Por: Alejandro Tagliavini
Para definir al gobierno moderno —el Estado— diríamos que es el monopolio de la violencia: condición necesaria y suficiente. Para empezar, sin el poder policial para forzar impuestos no subsistiría, a menos que compita en el mercado ofreciendo productos que la gente utilice y se convierta así en empresa privada. El estatismo sería el abuso de este monopolio de la violencia y su variante, el populismo, una exagerada diatriba demagógica.
Ahora, es imposible, de toda imposibilidad, que la violencia no destruya y desordene porque “se opone a lo voluntario y a lo natural, que vienen de un principio intrínseco, y lo violento emana de principio extrínseco”, dice Santo Tomás de Aquino (S. Th., I-II, q. 6, a. 5). Étienne Gilson asegura: “Lo natural y lo violento se excluyen recíprocamente” (El tomismo, segunda parte, capítulo VIII). Y “no hay violencia desde el momento que la causa es interior y que está en los seres mismos que obran”, indica Aristóteles (La Gran Moral, I, XIII).
La naturaleza tiene un orden interno para la vida —el Sol sale a la misma hora, los árboles crecen y dan oxígeno que respiran los animales—, así, si no lo violentamos, el mundo progresará. No es ideología o discurso, sino respetar en los hechos a la naturaleza. Por caso, algunos creen que Mauricio Macri, el electo presidente argentino, tiene un discurso no demagógico y que ha terminado el populismo, pero sus políticas de coacción estatal son casi las mismas.
Y, por cierto, la historia oficial —panegírico de la violencia— se encarga de lavar los cerebros, como cuando enseña que algún general es padre de la patria, cuando países progresistas como Australia han demostrado que las guerras de la independencia son innecesarias.
El origen de la violencia es el miedo. Una persona vencida por el miedo reacciona violentamente para defenderse y acaba perjudicándose. Como la guerra contra al terrorismo, que alimenta un monstruo —el ISIS—, o la guerra contra el narcotráfico, que ha creado al narcodelincuente, o el miedo al desamparo que da lugar al Estado de bienestar, que, irónicamente, crea pobreza, ya que se solventa con impuestos que se derivan vía baja de salarios o aumento de precios.

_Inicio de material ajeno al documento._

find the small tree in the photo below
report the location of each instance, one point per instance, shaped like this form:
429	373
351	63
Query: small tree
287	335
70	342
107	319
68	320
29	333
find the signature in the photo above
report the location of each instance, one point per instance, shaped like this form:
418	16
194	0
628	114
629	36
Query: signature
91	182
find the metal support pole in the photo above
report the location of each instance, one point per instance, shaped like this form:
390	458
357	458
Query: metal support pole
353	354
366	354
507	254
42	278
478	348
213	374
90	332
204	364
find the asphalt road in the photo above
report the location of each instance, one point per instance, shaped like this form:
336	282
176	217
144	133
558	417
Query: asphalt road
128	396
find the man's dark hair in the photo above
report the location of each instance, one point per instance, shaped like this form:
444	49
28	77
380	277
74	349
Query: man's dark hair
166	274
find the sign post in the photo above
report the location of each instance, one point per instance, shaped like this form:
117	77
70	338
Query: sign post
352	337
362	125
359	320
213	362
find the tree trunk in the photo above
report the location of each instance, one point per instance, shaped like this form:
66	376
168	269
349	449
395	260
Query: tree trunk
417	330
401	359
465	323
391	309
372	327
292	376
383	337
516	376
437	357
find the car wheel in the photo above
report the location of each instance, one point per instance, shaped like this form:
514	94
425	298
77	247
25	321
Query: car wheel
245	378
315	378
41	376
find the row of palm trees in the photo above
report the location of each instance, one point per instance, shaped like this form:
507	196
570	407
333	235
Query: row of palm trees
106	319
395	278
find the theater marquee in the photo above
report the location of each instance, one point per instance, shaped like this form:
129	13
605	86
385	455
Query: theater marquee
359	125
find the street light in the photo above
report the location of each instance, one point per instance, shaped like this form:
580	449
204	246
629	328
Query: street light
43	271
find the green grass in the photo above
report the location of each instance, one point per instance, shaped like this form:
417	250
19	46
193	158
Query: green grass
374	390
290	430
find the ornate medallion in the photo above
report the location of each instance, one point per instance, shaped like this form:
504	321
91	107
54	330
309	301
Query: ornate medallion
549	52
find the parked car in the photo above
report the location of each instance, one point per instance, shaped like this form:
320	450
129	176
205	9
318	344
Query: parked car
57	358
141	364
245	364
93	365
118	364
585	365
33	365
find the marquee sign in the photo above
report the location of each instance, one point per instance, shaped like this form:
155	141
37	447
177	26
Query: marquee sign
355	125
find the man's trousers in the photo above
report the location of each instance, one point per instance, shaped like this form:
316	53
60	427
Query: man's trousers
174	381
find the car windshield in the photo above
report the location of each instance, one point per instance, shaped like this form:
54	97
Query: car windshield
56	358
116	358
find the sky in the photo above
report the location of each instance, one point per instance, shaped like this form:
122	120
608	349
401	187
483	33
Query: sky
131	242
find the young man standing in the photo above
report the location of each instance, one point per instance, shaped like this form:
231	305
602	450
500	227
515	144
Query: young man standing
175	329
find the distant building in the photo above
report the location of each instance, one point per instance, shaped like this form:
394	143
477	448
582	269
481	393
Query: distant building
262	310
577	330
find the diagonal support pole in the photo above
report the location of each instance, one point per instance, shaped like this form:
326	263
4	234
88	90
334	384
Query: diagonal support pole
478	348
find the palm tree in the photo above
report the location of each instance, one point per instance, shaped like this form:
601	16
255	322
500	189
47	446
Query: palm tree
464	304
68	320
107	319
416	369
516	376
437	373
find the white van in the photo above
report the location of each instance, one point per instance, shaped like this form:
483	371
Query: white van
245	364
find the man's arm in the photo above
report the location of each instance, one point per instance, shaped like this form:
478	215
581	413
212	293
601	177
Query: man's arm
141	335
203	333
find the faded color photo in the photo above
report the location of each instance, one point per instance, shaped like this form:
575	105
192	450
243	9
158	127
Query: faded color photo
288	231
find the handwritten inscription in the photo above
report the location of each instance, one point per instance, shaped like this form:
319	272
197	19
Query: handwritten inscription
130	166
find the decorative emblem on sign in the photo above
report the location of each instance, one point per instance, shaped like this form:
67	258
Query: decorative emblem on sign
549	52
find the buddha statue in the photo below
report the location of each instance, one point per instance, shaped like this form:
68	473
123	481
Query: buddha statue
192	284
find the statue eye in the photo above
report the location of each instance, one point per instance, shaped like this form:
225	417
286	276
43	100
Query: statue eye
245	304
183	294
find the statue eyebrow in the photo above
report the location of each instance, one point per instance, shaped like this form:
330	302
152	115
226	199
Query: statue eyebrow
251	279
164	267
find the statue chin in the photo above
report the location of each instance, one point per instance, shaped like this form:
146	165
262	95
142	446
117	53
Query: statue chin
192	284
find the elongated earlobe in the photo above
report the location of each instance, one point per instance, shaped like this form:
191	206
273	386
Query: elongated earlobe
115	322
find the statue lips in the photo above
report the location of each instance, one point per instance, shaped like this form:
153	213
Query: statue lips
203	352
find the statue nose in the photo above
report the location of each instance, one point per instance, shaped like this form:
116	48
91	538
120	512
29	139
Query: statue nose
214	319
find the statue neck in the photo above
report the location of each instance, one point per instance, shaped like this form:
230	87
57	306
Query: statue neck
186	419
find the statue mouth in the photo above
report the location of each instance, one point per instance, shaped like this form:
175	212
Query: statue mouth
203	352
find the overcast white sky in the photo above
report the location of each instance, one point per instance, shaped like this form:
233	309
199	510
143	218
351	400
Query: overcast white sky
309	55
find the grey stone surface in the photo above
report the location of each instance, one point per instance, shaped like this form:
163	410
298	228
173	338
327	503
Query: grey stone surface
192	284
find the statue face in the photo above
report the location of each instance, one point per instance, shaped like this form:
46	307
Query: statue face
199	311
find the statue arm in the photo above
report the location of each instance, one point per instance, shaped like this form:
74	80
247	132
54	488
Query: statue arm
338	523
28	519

El papa Francisco no se deja vencer por el miedo en su tarea de evitar situaciones de violencia. Contra la opinión de los expertos en seguridad, volando a Nairobi, Kenia, en el primer viaje de su vida a África, dijo que la única preocupación respecto a la seguridad “son los mosquitos”. E insistió: “Usen el spray para los mosquitos”. Le indicó al piloto que lo llevaba: “Tiene que aterrizar en Centroáfrica o déjeme un paracaídas”.
Por la guerra, el 20% de la población centroafricana ha huido y, cuando Obama anduvo por tierras africanas menos peligrosas, se pidió a la gente no salir a las calles. El Estado moderno es el miedo, que trae violencia, liberticida. “Si transformo lo negativo en positivo, soy un ganador. ¿Están dispuestos a transformar el odio en amor y la guerra en paz?”, preguntó el Papa, que habló ante multitudes que tuvieron la libertad de acudir a verlo.
Como escribió José Manuel Vidal: “Sobre todo con su presencia, el Papa atrevido, pacificador y valiente pone las bases de una nueva era […] Porque, como dijo, ‘no hay futuro sin paz’”. El Estado moderno —violento— no es el salvador, es el pecador. Y los héroes no son homicidas armados, sino valientes que no llaman a la violencia.